Monday, May. 16, 1988
Must Reading
In just a few weeks it will begin arriving in millions of American homes, sealed with a perforated tear-off strip. "This is the first time in history," said Secretary of Health and Human Services Otis Bowen last week, "that the Government has tried to contact virtually every resident directly by mail regarding a public health crisis." At a cost of $17 million, the eight-page booklet on AIDS will be mailed to 107 million U.S. households starting May 26. Explains the principal author, Surgeon General C. Everett Koop: "We are taking this step because the epidemic of misunderstanding about how AIDS is spread and how it is not spread seems, at times, as difficult to control as the epidemic itself."
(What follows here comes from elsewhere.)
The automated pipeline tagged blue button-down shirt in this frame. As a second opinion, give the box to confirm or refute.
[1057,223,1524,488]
Like Koop's straight-shooting AIDS report released in 1986, the HHS primer, which is geared to the reading level of seventh-graders, does not mince words. "No matter what you may have heard, the AIDS virus is hard to get and is easily avoided," the pamphlet says. "You won't get AIDS from clothes, a telephone or from a toilet seat." Instead, the virus is transmitted by "sharing drug needles and syringes; anal sex, with or without a condom; and vaginal or oral sex with someone who shoots drugs or engages in anal sex."
So far, reaction to the pamphlet, which is called Understanding AIDS and is also published in Spanish, has been largely positive. Some groups are sure to be offended by its blunt explicitness and its hearty endorsement of condoms. Republican Congressman William Dannemeyer of California calls portions of the report "irresponsible and unscientific." Most health officials, however, have praised the effort. At least no one who bothers to read the booklet can any longer plead ignorance about one of the nation's biggest health problems.